The Painless Guide to CRC isn't quite painless

* * * * *

The Painless Guide to CRC isn't quite painless

So there's this “A Painless Guide to CRC Error Detection Algorithms [1],”
which apparently tells you everything you wanted to know about CRCs, but were
afraid to ask (or didn't really want to ask). The concept itself seems to be
easy—a CRC is just the remainder of a particular type of division. The
numerator is the data (treated as one long number) and the demoninator the
“polynomial” of the CRC (even though it's a value, the specification for a
given CRC is a polynomial equation—go figure). The steps of the algorithm are
very simple:

1. Load the remainder with zero bits.
2. Augment the message by appending zero bits (equal to the size of the
remainder) to the end of it.
3. While (more message bits)
3. 1. Shift the remainder left by one bit, reading the next bit of the
augmented message into bit position 0 of the remainder.
3. 2. If a 1 bit popped out of the remainder during the previous step,
XOR the result with the polynomial

4. We now have the remainder.

The size of the remainder is the size of our CRC—16 for a 16-bit CRC, 32 for
a 32-bit CRC, etc.
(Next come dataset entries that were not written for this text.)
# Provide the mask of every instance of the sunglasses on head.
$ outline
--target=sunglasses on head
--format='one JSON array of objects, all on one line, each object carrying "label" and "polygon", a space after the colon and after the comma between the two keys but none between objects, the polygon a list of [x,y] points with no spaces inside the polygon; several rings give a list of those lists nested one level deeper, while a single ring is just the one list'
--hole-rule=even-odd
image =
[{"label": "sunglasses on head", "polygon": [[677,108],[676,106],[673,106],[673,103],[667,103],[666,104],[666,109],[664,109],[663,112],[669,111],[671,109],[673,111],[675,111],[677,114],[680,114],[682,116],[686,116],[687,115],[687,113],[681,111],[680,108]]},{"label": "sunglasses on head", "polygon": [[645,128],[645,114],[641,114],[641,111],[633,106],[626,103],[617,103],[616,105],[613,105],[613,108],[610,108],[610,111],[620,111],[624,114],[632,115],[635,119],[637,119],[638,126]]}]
And from that description, the code pretty much follows:

> /**********************************************************
> * Straightforward CRC implementation
> * Section 8 of the Guide
> ***********************************************************/
>
> uint32_t crcsim(uint32_t crc,const uint8_t *p,size_t size)
> {
> size_t i;
> int c;
> int xor;
>
> while(size--)
> {
> c = *p++;
> for (i = 0 ; i < 8 ; i++)
> {
> xor = crc & 0x80000000uL; /* flag if we need to xor the polynomial */
> crc = crc << 1; /* shift the crc register */
> crc |= (c & 0x80) ? 1 : 0; /* and shift in the data bit */
>
> if (xor)
> crc ^= 0x04C11DB7uL;
>
> c = c << 1; /* shift data bit */
> }
> }
>
> return crc;
> }
>

Although, this is the rare case where it's easier to write it in assembly
that it is in C, since we have access to the carry bit when shifting, which
makes it easier to check:

> crc32a push ebp ; boiler plate code for any
> mov ebp,esp ; C callable code
> push ebx
> push esi
> push edi
>
> mov edx,[ebp + 8] ; load passed in CRC
> mov esi,[ebp + 12] ; ptr to data
> mov ecx,[ebp + 16] ; count of data
> mov edi,0x04C11DB7 ; CRC polynomial
>
> .main lodsb ; read next data byte
> mov bl,8 ; # of bits to go through
>
> .10 shl al,1 ; shift data bit into poly register
> rcl edx,1 ; shift high bit out of poly register
> jnc .15 ; if it wasn't set, skip
> xor edx,edi ; xoring the CRC polynomial
>
> .15 dec bl ; more bits?
> jnz .10 ; if so, keep going
> loop .main ; do next byte
>
> mov eax,edx ; return CRC
> pop edi ; save pushed registers
> pop esi
> pop ebx
> pop ebp
> ret
>

(Note: the core of the algorithm in assembly is four instructions---the C
compiler didn't do quite as good a job from the six lines of C comprising the
core of the algorithm---it's about six times the object code.)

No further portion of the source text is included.